Posted By: Bingley Re: Casting off cables (not yarn) - 01/25/05 04:48 AM
Am I the only one who thought the chronology here from WW's site was a bit odd:

In the Middle Ages (from the thirteenth century to the eighteenth century), from the British Isles to Italy, rope was made using a "rope walk" method.

Bingley
Posted By: Wordwind Re: Casting off cables (not yarn) - 01/25/05 11:36 AM
Well, uh, Bingley, it was Mr. Roper's site, but, no, I hadn't noticed. He didn't say what he meant to say, I guess.

Posted By: TEd Remington Re: Casting off cables (not yarn) - 01/25/05 06:15 PM
>but i don't know how long hemp has been cultivated.


Prolly just as long as we've had high priests and priestesses.

Posted By: of troy Re: Casting off cables (not yarn) - 01/25/05 06:32 PM
but i don't know how long hemp has been cultivated.

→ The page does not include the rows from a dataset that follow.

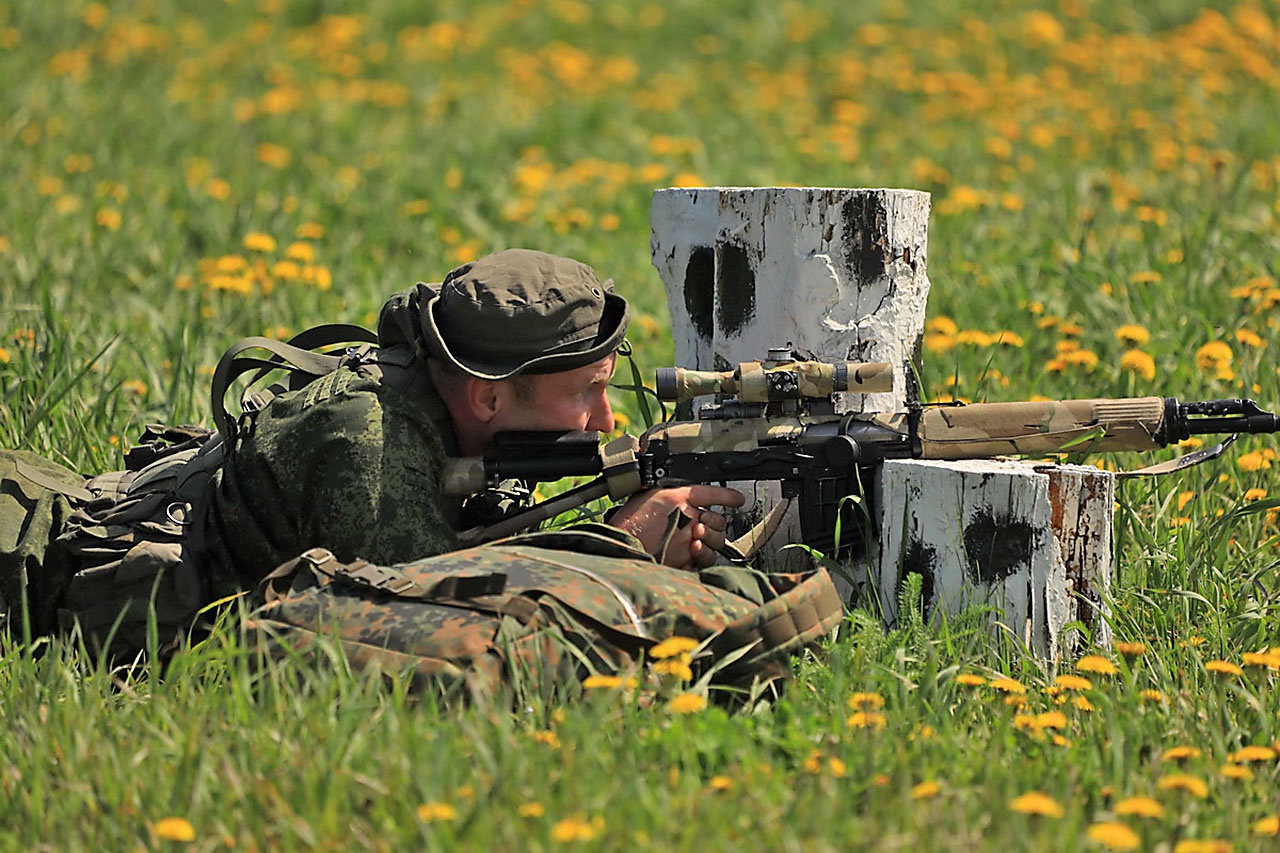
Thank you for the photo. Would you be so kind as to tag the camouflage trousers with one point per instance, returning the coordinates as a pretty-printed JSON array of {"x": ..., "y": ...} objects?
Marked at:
[{"x": 33, "y": 574}]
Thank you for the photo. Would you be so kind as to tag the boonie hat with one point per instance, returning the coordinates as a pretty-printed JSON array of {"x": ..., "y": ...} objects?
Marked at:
[{"x": 521, "y": 311}]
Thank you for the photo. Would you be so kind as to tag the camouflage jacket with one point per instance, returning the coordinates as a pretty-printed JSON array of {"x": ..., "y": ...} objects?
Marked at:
[{"x": 347, "y": 463}]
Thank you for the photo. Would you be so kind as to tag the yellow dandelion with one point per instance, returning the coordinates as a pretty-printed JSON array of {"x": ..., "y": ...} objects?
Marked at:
[
  {"x": 1069, "y": 682},
  {"x": 1008, "y": 685},
  {"x": 1133, "y": 334},
  {"x": 927, "y": 789},
  {"x": 672, "y": 646},
  {"x": 1096, "y": 664},
  {"x": 437, "y": 812},
  {"x": 1223, "y": 667},
  {"x": 1183, "y": 781},
  {"x": 720, "y": 783},
  {"x": 1130, "y": 649},
  {"x": 577, "y": 829},
  {"x": 865, "y": 702},
  {"x": 176, "y": 829},
  {"x": 1269, "y": 826},
  {"x": 867, "y": 720},
  {"x": 1114, "y": 835},
  {"x": 676, "y": 667},
  {"x": 688, "y": 703},
  {"x": 256, "y": 241},
  {"x": 1270, "y": 660},
  {"x": 1214, "y": 356},
  {"x": 941, "y": 325},
  {"x": 1246, "y": 755},
  {"x": 1252, "y": 461},
  {"x": 1037, "y": 803},
  {"x": 109, "y": 218},
  {"x": 1139, "y": 807}
]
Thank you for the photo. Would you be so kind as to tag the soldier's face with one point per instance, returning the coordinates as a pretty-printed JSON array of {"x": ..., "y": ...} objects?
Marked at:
[{"x": 570, "y": 400}]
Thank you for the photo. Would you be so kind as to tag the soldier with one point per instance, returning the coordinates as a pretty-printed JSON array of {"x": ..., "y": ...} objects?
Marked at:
[{"x": 353, "y": 460}]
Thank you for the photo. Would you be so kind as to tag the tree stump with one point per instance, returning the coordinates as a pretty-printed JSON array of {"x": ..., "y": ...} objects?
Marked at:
[{"x": 841, "y": 274}]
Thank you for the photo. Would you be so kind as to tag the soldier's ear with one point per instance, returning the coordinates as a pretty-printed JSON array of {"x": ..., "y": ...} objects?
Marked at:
[{"x": 483, "y": 398}]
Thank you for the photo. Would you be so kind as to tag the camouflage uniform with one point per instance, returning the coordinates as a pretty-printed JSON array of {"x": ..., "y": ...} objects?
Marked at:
[{"x": 350, "y": 464}]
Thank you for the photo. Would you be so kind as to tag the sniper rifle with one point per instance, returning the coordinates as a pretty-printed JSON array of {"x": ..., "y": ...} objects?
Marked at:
[{"x": 777, "y": 420}]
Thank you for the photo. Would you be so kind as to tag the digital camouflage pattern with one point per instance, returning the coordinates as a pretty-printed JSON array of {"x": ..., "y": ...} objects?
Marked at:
[
  {"x": 552, "y": 606},
  {"x": 347, "y": 463}
]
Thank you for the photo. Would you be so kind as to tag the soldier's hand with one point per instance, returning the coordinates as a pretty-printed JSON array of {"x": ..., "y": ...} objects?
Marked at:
[{"x": 696, "y": 537}]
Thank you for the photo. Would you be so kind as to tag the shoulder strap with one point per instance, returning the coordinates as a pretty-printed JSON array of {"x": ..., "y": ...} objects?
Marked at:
[{"x": 297, "y": 355}]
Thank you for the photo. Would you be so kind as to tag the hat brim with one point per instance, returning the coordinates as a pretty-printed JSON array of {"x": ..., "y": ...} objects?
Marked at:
[{"x": 613, "y": 327}]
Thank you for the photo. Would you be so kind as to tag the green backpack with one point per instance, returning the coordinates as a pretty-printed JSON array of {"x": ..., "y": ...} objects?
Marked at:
[{"x": 553, "y": 606}]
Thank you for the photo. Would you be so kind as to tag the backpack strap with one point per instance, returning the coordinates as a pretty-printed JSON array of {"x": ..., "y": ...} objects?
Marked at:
[{"x": 297, "y": 355}]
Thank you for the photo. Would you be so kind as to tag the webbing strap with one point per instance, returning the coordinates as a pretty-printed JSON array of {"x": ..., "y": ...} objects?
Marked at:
[{"x": 296, "y": 355}]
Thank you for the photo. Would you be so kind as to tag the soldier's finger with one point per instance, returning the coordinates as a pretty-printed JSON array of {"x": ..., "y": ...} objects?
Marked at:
[
  {"x": 713, "y": 520},
  {"x": 704, "y": 495}
]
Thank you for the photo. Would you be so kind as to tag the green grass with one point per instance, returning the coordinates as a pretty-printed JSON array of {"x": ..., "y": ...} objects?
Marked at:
[{"x": 1093, "y": 167}]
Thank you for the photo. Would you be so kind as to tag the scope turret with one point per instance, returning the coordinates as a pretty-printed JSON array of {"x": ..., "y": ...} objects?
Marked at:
[{"x": 772, "y": 382}]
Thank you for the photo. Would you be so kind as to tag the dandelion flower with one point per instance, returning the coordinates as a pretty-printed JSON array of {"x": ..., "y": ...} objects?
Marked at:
[
  {"x": 176, "y": 829},
  {"x": 1139, "y": 807},
  {"x": 577, "y": 829},
  {"x": 867, "y": 720},
  {"x": 927, "y": 789},
  {"x": 1183, "y": 781},
  {"x": 865, "y": 702},
  {"x": 1096, "y": 664},
  {"x": 1114, "y": 835},
  {"x": 434, "y": 812},
  {"x": 1037, "y": 803},
  {"x": 720, "y": 783},
  {"x": 1270, "y": 660},
  {"x": 1008, "y": 685},
  {"x": 688, "y": 703},
  {"x": 1223, "y": 667},
  {"x": 1269, "y": 826}
]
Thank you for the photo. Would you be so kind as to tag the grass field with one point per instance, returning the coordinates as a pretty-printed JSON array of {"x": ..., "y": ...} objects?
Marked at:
[{"x": 1105, "y": 222}]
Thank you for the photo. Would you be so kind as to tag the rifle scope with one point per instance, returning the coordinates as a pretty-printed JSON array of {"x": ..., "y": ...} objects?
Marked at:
[{"x": 755, "y": 382}]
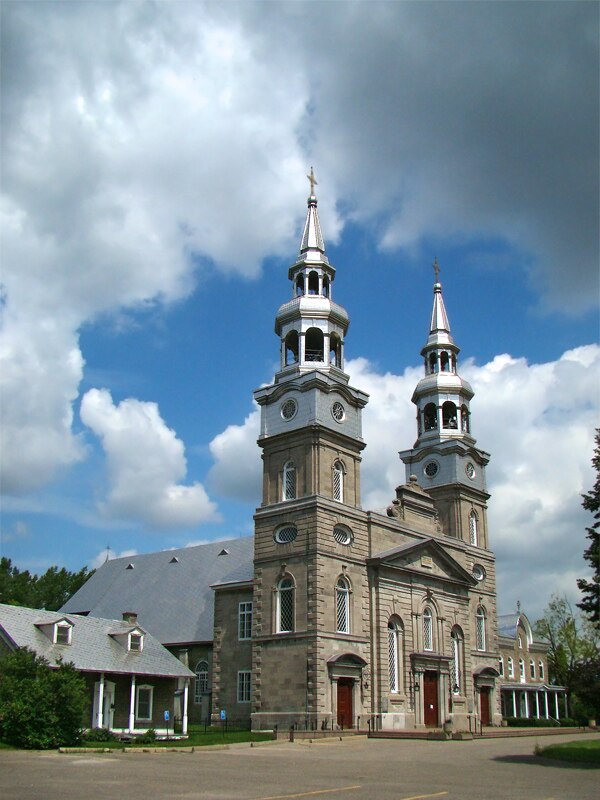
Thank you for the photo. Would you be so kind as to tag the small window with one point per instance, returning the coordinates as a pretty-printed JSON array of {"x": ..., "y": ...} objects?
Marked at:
[
  {"x": 289, "y": 481},
  {"x": 244, "y": 686},
  {"x": 285, "y": 605},
  {"x": 201, "y": 681},
  {"x": 62, "y": 633},
  {"x": 143, "y": 704},
  {"x": 427, "y": 630},
  {"x": 480, "y": 632},
  {"x": 245, "y": 621},
  {"x": 136, "y": 642},
  {"x": 342, "y": 605}
]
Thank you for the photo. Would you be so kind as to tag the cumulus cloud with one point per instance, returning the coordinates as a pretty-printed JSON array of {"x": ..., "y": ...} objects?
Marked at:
[
  {"x": 536, "y": 420},
  {"x": 146, "y": 461}
]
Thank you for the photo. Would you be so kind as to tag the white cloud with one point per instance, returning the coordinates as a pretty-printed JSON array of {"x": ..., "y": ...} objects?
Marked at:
[
  {"x": 145, "y": 461},
  {"x": 536, "y": 420}
]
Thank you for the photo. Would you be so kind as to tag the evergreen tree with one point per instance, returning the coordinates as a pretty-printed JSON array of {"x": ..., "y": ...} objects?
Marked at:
[{"x": 590, "y": 603}]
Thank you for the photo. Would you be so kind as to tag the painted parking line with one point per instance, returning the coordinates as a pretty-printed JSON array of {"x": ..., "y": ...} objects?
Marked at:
[{"x": 310, "y": 794}]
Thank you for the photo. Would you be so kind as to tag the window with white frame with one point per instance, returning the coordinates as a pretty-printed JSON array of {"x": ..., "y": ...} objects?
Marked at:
[
  {"x": 244, "y": 686},
  {"x": 289, "y": 481},
  {"x": 456, "y": 665},
  {"x": 285, "y": 605},
  {"x": 245, "y": 620},
  {"x": 63, "y": 633},
  {"x": 200, "y": 681},
  {"x": 427, "y": 629},
  {"x": 338, "y": 481},
  {"x": 143, "y": 702},
  {"x": 473, "y": 533},
  {"x": 342, "y": 605},
  {"x": 480, "y": 632}
]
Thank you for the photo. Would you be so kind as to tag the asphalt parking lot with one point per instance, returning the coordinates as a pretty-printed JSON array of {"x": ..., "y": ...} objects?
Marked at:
[{"x": 499, "y": 769}]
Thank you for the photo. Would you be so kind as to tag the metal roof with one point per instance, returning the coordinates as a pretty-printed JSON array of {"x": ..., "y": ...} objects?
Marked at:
[
  {"x": 93, "y": 647},
  {"x": 169, "y": 590}
]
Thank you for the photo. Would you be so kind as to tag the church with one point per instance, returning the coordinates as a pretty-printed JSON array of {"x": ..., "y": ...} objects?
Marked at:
[{"x": 332, "y": 615}]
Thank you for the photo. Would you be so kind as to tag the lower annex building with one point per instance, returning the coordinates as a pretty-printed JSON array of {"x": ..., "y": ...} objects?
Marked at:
[{"x": 332, "y": 614}]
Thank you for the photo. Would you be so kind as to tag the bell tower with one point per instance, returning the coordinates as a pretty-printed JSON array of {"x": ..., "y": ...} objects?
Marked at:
[
  {"x": 310, "y": 533},
  {"x": 445, "y": 459}
]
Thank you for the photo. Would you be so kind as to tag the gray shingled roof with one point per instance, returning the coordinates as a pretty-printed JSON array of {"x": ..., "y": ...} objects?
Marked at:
[
  {"x": 93, "y": 647},
  {"x": 169, "y": 590}
]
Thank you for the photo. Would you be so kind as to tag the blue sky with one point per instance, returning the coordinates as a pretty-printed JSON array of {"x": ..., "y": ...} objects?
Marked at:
[{"x": 154, "y": 190}]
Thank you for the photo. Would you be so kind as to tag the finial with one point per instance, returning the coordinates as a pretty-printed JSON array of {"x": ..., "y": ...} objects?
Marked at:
[{"x": 313, "y": 181}]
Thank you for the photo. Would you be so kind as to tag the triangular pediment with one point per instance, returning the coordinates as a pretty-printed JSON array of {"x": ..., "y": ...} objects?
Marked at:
[{"x": 426, "y": 557}]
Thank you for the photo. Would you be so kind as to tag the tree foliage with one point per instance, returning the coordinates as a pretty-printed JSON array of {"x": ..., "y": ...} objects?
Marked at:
[
  {"x": 590, "y": 603},
  {"x": 50, "y": 590},
  {"x": 573, "y": 656},
  {"x": 40, "y": 707}
]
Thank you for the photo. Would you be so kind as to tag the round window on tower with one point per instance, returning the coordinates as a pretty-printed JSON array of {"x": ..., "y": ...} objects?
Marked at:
[
  {"x": 289, "y": 409},
  {"x": 338, "y": 412},
  {"x": 431, "y": 469}
]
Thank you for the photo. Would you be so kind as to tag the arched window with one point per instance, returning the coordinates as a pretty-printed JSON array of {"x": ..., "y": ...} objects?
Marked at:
[
  {"x": 430, "y": 417},
  {"x": 291, "y": 348},
  {"x": 335, "y": 350},
  {"x": 456, "y": 665},
  {"x": 338, "y": 481},
  {"x": 200, "y": 681},
  {"x": 285, "y": 605},
  {"x": 449, "y": 415},
  {"x": 289, "y": 481},
  {"x": 473, "y": 537},
  {"x": 314, "y": 344},
  {"x": 480, "y": 632},
  {"x": 427, "y": 629},
  {"x": 342, "y": 605},
  {"x": 395, "y": 654},
  {"x": 464, "y": 419}
]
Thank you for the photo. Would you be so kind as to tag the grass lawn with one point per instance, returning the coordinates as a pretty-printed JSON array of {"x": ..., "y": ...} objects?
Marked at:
[{"x": 578, "y": 751}]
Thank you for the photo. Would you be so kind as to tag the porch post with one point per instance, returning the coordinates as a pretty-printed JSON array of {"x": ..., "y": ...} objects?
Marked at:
[
  {"x": 132, "y": 706},
  {"x": 101, "y": 702},
  {"x": 185, "y": 700}
]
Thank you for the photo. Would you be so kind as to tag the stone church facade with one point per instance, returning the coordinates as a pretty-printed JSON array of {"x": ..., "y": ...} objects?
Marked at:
[{"x": 358, "y": 616}]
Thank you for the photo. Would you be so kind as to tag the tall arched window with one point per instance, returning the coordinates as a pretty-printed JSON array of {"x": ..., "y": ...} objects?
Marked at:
[
  {"x": 480, "y": 632},
  {"x": 395, "y": 654},
  {"x": 200, "y": 681},
  {"x": 342, "y": 605},
  {"x": 338, "y": 481},
  {"x": 427, "y": 629},
  {"x": 289, "y": 481},
  {"x": 285, "y": 605},
  {"x": 473, "y": 537},
  {"x": 456, "y": 666}
]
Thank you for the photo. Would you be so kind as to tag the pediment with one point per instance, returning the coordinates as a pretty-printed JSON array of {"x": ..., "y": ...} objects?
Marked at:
[{"x": 425, "y": 558}]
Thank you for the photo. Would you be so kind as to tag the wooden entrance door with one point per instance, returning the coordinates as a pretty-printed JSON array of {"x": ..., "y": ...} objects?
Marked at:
[
  {"x": 484, "y": 705},
  {"x": 345, "y": 689},
  {"x": 431, "y": 715}
]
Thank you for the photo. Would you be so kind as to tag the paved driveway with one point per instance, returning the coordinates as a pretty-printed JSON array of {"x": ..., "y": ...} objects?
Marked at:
[{"x": 498, "y": 769}]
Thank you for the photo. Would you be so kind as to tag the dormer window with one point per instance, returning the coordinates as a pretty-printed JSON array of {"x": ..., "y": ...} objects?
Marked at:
[
  {"x": 135, "y": 642},
  {"x": 63, "y": 633}
]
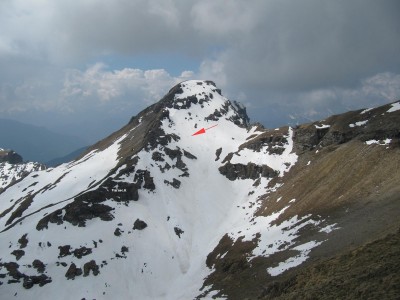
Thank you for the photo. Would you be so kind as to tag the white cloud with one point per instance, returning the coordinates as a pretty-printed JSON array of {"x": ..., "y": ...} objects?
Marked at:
[{"x": 98, "y": 85}]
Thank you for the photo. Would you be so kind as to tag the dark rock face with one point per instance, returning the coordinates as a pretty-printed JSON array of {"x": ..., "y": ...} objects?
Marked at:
[
  {"x": 10, "y": 156},
  {"x": 83, "y": 251},
  {"x": 249, "y": 171},
  {"x": 175, "y": 183},
  {"x": 28, "y": 281},
  {"x": 139, "y": 225},
  {"x": 178, "y": 231},
  {"x": 64, "y": 250},
  {"x": 23, "y": 241},
  {"x": 18, "y": 254},
  {"x": 218, "y": 153},
  {"x": 39, "y": 266},
  {"x": 90, "y": 266},
  {"x": 73, "y": 271}
]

Prolly just as long as we've had high priests and priestesses.


yeah, but...

the variety of hemp that is good for fiber is the tall stalky weed.. (it grows 8 to 10 feet high!) and the short, bushy, early flowering type is better for, well "medicinal" purposes. hemp fiber plants do well in more northern climates. (its a big fiber crop in canada!) medicinal plants like more sun and milder weather, (the tropics).

no doubt there is over lap in where they can grow.. and perhaps the plants were less distinctive in times past, but fiber hemp is really smokable. it has almost none of the 'active' ingredient associated with its cousin.

Posted By: Bingley Re: Casting off cables (not yarn) - 01/26/05 04:49 AM
For those interested, here is Pliny's account of flax and linen production in Roman times:

http://www.perseus.tufts.edu/cgi-bin/ptext?lookup=Plin.+Nat.+19.1

It's been chopped up into quite a few parts, so just keep clicking on the right hand arrows.